Anyway, I recommend Tracy's insightful latest piece, who cares and I do care about her for a million reasons to do with how incredibly dyamically she manages to have that elan and savoire faire in life that probably really does come from a who cares attitude in all kinds of subconscious ways. She also really, really cared for me. Without her support when I was facing not ever, ever being a mummy I doubt I would be one now. Tracy scraped me up off a cosmetics shoot in Malaga in a jibbering mess when even enough valium to slew a horse could not get me to relax ( I kid you not, the doctor in the hotel said that he had already given me enough to slew a horse ), and she flew me back to the UK and got me into the Florence Nightingale hospital when I thought I would die from grief of childlessness. Drama queen, or what? This left Tracy, inconveniently, to pick up the pieces of the job we were doing together. In my defence, I would like to say that the pre-production is the biggest part of any shoot and caring too much not too little was probably my problem, even with work. Sometimes it is impossible not to care but take it from me, displacement activity only works when it is not used as slow suicide by exhaustion. I reckon Who cares? is often a great motto for a working woman as well as one on a career break.

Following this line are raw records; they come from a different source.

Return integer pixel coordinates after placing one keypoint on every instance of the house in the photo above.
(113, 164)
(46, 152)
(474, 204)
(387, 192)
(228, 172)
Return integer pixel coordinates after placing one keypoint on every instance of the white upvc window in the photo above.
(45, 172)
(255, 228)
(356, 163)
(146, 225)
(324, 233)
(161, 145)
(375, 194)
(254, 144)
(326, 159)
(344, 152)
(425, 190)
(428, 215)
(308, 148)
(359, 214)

PS: Just realised this post will  probably mean I will never get a job on a shoot ever again. Oh, well. Who cares?













Wednesday 5 October 2011

LIMONCELLO OR RUM?


A friend of mine called me to tell me about a site full of great food for children. 
It is a paradise of recipes from Italy, the place where all children ( even the nasty smelly rude ones) are considered little putti. 

http://yummybambini.com

I particularly liked the choccy salami- X's fave foods being both chocolate and salami. And the write up made me smile: 


 salame al cioccolato


This fun no-cook chocolate recipe comes from a headmistress in Naples. She told me it’s a firm favourite at birthday parties. She should know. She has a family herself and has been a teacher for over 3 decades. I did a bit of a double take though when she sent me the recipe and I saw limoncello (lemon liqueur) on the list of ingredients. I called her up to check.  “Are you sure about limoncello for kids?” I asked
.“You don’t have to use it” she answered, “rum works just as well”. 

 

Saturday 1 October 2011



Gone to real life.


About six months ago X's best friends mum called me and told me that she thought I ought to know that my daughter was telling everyone  at school that the reason she hasn't got a daddy is because the police took him away. 

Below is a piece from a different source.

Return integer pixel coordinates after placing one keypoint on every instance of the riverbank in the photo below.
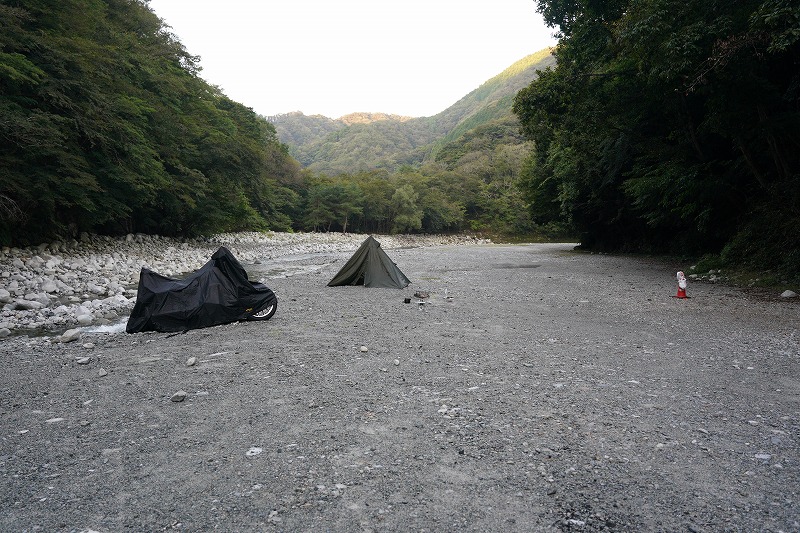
(92, 281)
(535, 389)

During the adoption process we are strongly advised to tell the truth and be open about biological parents so what I had told X was simply that we didn't know who her father is. That is the truth. But of course it's impossible to let a truth like that rest. So in her little head she rationalised what this meant to the fact that he had been taken away. 


X and I had a little chat about the fact that her daddy had not been taken to prison, in fact I was pretty sure he must be a very good person, as he had such a good little daughter. A little later she told me that she thought he had gone to another country, which I thought was a much better explanation. 


While riding a horse in the playground the other day she turned to the little girl next to her, who she didn't know, and said: 
"I've got no Daddy."
The other little girl looks puzzled, "did he leave?" 
"No, he's dead, " says X. 


A bit later I asked her if she knew what being dead meant. "Yes, Lola told me,"she said.  According to Lola from the childminders, aged five, it means:" gone to real life."